I canceled my first shoot and booked another one. Same scenario the following morning and the weather forecast made me think I was doomed. So I adapted and discovered the magic of shooting with grey skies.
I spent the following day in the flat observing the way light would move and fall during the whole day. I borrowed two flash heads from a friend but ended up using them for the background only once. I bought three meters of see-through fabric as a gigantic scrim, clamps and rope to be able to hang one of my reflectors and a plastic mirror for some harsh reflections. It was not much, and yet the DIY method worked marvelously. To be fair, unless you have the muscle structure of Rambo, working with natural light does require one essential element for the unstable hand: a tripod – a piece of equipment I had always previously disregarded – and an assistant would be welcome but I learned to use my toes to angle a reflector, and sang praise to gaffer tape. Having the raw minimum I was able to shoot different stories in the same location and adapt to the natural light – whether it was sunny or overcast, morning or evening. When you take the time to observe light and understand it you are ready to make some magic happen. Everything becomes a possible reflector, the walls, the window, simple material.
Becoming a one-man production machine was not the most important thing. Photography is a fickle art. You might start with the plan to shoot perfume bottles and end up doing corporate portraits. You might think at some point in your career that uber retouched imagery is your signature only to realize that the natural look that you though so boring is becoming a key ingredient in your style. Yes there are individuals who have a distinct style even when they are toddlers but for the rest of us - human beings - our art is forged by the gruesome practice of trail and fail. Experimenting with new things is not just for the beginners! It is part of the process of any creative.
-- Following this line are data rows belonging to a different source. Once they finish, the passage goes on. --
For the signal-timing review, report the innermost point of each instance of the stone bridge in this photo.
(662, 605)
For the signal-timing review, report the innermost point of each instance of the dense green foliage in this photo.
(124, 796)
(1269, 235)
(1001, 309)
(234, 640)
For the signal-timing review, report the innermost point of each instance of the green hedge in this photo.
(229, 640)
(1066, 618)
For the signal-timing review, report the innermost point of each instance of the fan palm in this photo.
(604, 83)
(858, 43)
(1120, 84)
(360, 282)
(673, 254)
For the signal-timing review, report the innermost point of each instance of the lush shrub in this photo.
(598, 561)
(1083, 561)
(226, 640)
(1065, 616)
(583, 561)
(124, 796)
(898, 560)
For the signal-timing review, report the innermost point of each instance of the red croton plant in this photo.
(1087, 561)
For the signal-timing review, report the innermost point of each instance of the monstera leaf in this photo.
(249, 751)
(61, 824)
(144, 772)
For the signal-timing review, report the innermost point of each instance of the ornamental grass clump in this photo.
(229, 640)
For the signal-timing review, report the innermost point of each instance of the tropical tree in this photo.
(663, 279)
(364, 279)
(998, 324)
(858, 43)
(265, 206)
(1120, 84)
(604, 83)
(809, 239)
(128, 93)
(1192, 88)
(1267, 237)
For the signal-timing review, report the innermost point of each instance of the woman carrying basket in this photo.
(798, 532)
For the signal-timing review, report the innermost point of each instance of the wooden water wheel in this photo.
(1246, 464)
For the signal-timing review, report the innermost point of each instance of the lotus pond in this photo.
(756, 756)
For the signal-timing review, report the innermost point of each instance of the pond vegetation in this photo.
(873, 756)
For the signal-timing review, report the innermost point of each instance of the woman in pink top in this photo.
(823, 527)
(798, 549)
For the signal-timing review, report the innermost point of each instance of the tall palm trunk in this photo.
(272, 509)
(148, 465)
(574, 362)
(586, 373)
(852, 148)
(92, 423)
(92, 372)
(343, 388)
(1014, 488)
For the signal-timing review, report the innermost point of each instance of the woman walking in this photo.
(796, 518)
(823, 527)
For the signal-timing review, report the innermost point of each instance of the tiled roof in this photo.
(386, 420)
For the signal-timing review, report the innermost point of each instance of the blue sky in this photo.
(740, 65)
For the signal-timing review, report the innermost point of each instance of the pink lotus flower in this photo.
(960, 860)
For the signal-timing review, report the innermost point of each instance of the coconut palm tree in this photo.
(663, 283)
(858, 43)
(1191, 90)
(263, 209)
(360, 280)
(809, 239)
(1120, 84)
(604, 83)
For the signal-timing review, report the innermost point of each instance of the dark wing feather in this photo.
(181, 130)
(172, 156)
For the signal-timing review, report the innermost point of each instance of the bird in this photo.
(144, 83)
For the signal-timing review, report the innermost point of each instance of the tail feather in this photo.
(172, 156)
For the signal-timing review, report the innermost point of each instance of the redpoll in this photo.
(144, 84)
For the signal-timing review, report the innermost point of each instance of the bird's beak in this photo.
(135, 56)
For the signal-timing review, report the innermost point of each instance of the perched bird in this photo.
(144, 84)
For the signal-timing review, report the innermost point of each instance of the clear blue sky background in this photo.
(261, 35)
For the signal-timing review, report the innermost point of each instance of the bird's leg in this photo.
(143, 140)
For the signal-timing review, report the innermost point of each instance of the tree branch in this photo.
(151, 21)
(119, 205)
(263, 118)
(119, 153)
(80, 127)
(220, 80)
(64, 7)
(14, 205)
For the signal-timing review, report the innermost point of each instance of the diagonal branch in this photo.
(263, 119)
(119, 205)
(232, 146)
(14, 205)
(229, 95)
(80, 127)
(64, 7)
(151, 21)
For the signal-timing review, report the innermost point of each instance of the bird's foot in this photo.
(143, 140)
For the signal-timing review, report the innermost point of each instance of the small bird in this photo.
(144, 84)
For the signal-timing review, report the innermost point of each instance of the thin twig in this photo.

Not having the tools that I have been using for the last 6 years opened my eyes and rebooted my creativity: I stopped being obsessed by the technicality of the process and focused more on what I wanted to show in my images. By taking away that enormous studio with all its gear I took away the distractions. I was finally not trying to showcase the extension of my lighting skills. What was left was something authentic because it was about emotions; the ones that pushed me to become a photographer in the first place and the ones I wanted to create in my images. Less is more they say in the fashion industry so don’t let gear direct your vision. It is there to help you not to enslave you.
You have only one master: your imagination. Keep that beast satisfied.